I’ve co-authored an article with Muhammad Iqbal, Kerry O’Brien and Ana-Maria Bliuc on the effects of death awareness on young Indonesians’ support for extremism and violent extremism. The article can be accessed here.
Muslim and non-Muslim Indonesian students in Australia were randomly assigned to an MS (Mortality Salience, i.e. we asked them to think about death) or control condition. Following a delay, participants were asked to rate their agreement/disagreement with another Indonesian Muslim student’s (bogus) statements toward extremist views and violent extremist actions. After controlling for alienation, Muslim students in the MS condition reported significantly higher levels of support for extremist views than did non-Muslims. However there was no significant effect of MS on support violent extremist action in either Muslims or non-Muslims. The results suggest that reminders of death may lead young Muslims to be more supportive of politically and religiously extreme views, but not violent action.
In conclusion, our article suggests that death awareness does not appear to be a cause of engagement in violent action as previous research suggests (see for example this article on the effects of MS on the support for martyrdom among Iranian Muslims).

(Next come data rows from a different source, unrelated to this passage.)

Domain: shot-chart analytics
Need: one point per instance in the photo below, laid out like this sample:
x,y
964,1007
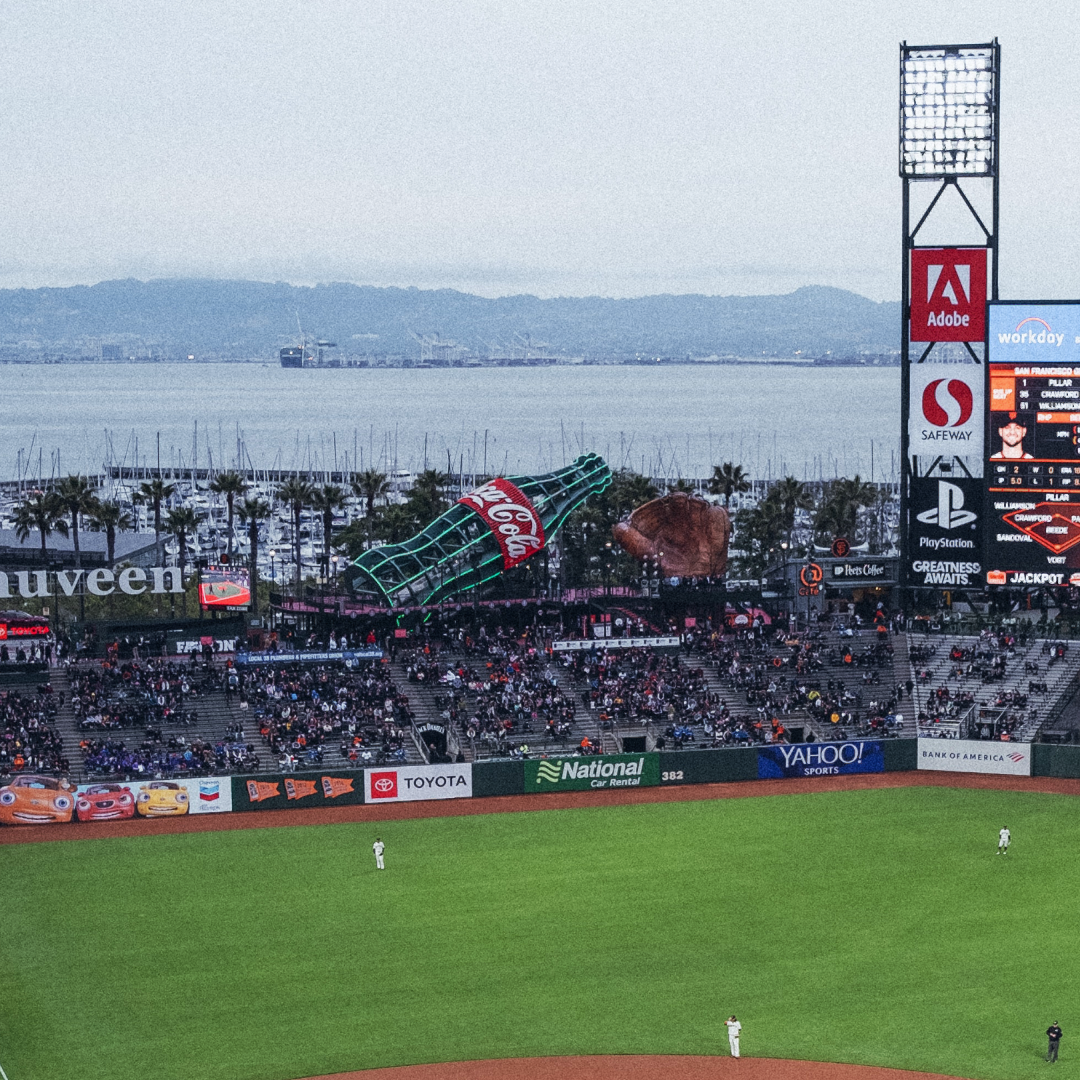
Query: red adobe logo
x,y
383,785
948,294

How ISIS’ language changed over time: more concern with females and more “net-speak”

We (myself and Ana-Maria Bliuc) just published a brief research-paper in the Italian magazine “Security, Terrorism and Society“. We used the computerized text analysis program LIWC (Linguistic Inquiry and Word Count) to investigate the evolution of the language across the first 11 Issues of Dabiq.

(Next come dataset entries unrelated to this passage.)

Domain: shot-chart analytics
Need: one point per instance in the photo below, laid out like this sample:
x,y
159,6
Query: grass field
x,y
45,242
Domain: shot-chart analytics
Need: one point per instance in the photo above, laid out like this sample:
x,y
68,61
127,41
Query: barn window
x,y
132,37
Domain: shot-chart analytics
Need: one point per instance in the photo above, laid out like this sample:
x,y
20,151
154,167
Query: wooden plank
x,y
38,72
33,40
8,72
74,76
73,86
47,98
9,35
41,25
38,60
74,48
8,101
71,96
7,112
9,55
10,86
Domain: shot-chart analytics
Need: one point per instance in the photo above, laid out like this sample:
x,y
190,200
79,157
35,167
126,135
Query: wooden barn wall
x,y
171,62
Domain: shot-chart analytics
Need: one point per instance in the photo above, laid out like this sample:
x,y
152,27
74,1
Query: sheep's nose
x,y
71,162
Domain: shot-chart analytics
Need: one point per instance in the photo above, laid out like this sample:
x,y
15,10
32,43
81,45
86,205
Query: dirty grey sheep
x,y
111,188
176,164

Our paper shows ISIS’ increasing concern with females. This is especially important because it shows that ISIS needs to attract not only fighters but also women in order to create a society that is not only composed by warriors but also by families, where people can live an “ordinary” life.  This is a cornerstone of ISIS “utopia”, which is a powerful radicalization motive. The next figure shows the increased concern with females in ISIS language.

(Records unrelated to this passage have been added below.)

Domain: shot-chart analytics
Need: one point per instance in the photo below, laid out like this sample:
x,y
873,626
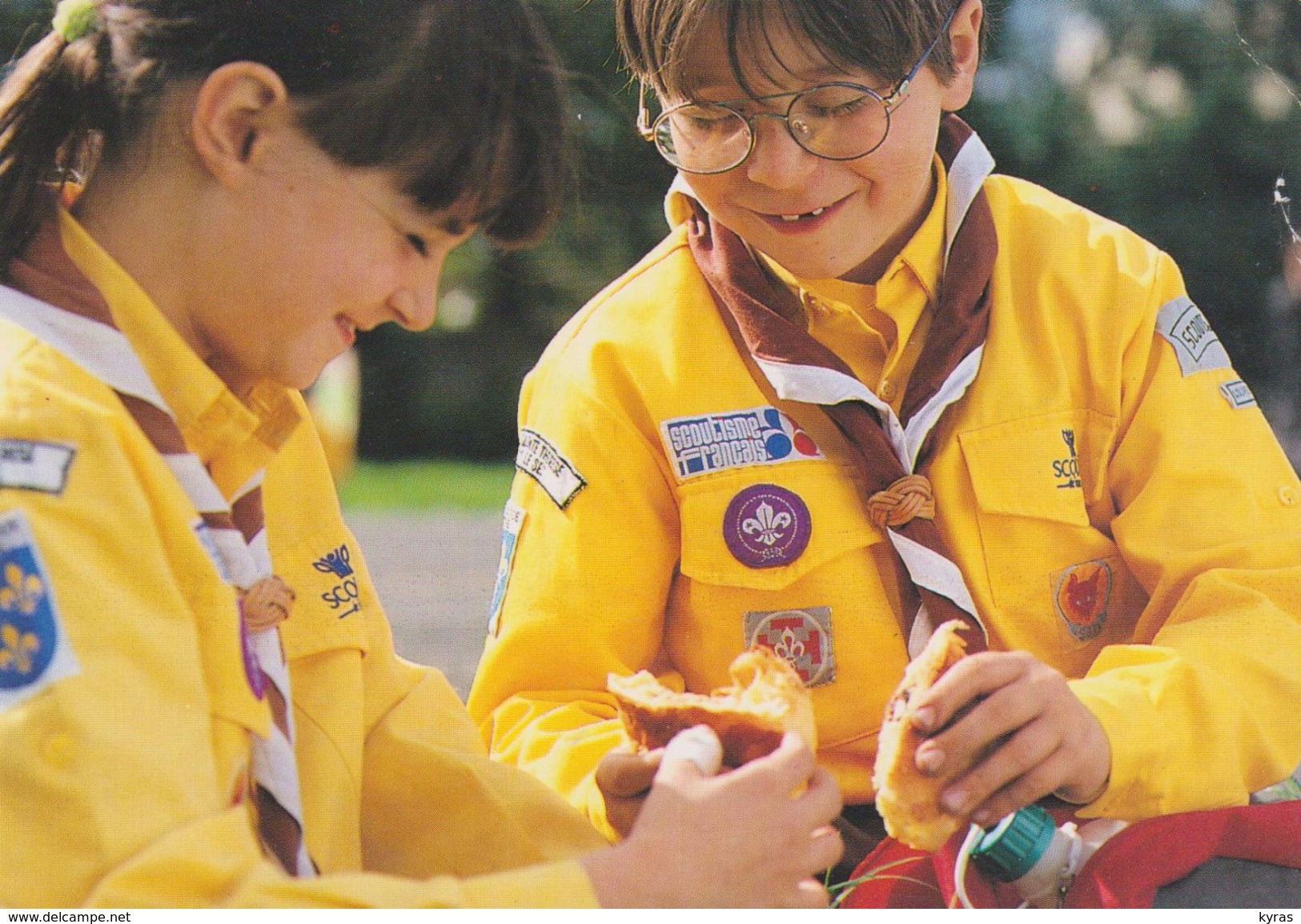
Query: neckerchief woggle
x,y
765,318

Additionally, our analysis shows that ISIS increased its use of internet jargon (for example abbreviations like “btw”, “lol”, thx”). We believe that this suggests that ISIS complies with the requirements of the internet environment, and aims to connect with the identities of young individuals. The next figure shows the increase in “net-speak” in ISIS language.


We believe that the analysis of ISIS language with LIWC categories is particularly interesting because it offers insights about the motives, emotions and concerns of the terrorist group. Research in the field of psychology of political leadership showed that the success of a leader depends on a match between the personal characteristics, the historical context and the followers’ psychological characteristics. The psychological structures of a text can generate identification in the audiences that recognize themselves in such structures and motives: the fact that ISIS is more concerned about females, means for example that ISIS is trying to connect with females and with people concerned with females. The fact that ISIS uses more “net-speak” means that the groups wants to connect with people who use the same language.

This is just a descriptive research that we hope can generate discussion. More research is needed in this area: we (myself and Ana-Maria) conducted more studies on ISIS language that are under review and will (hopefully) appear soon on this blog.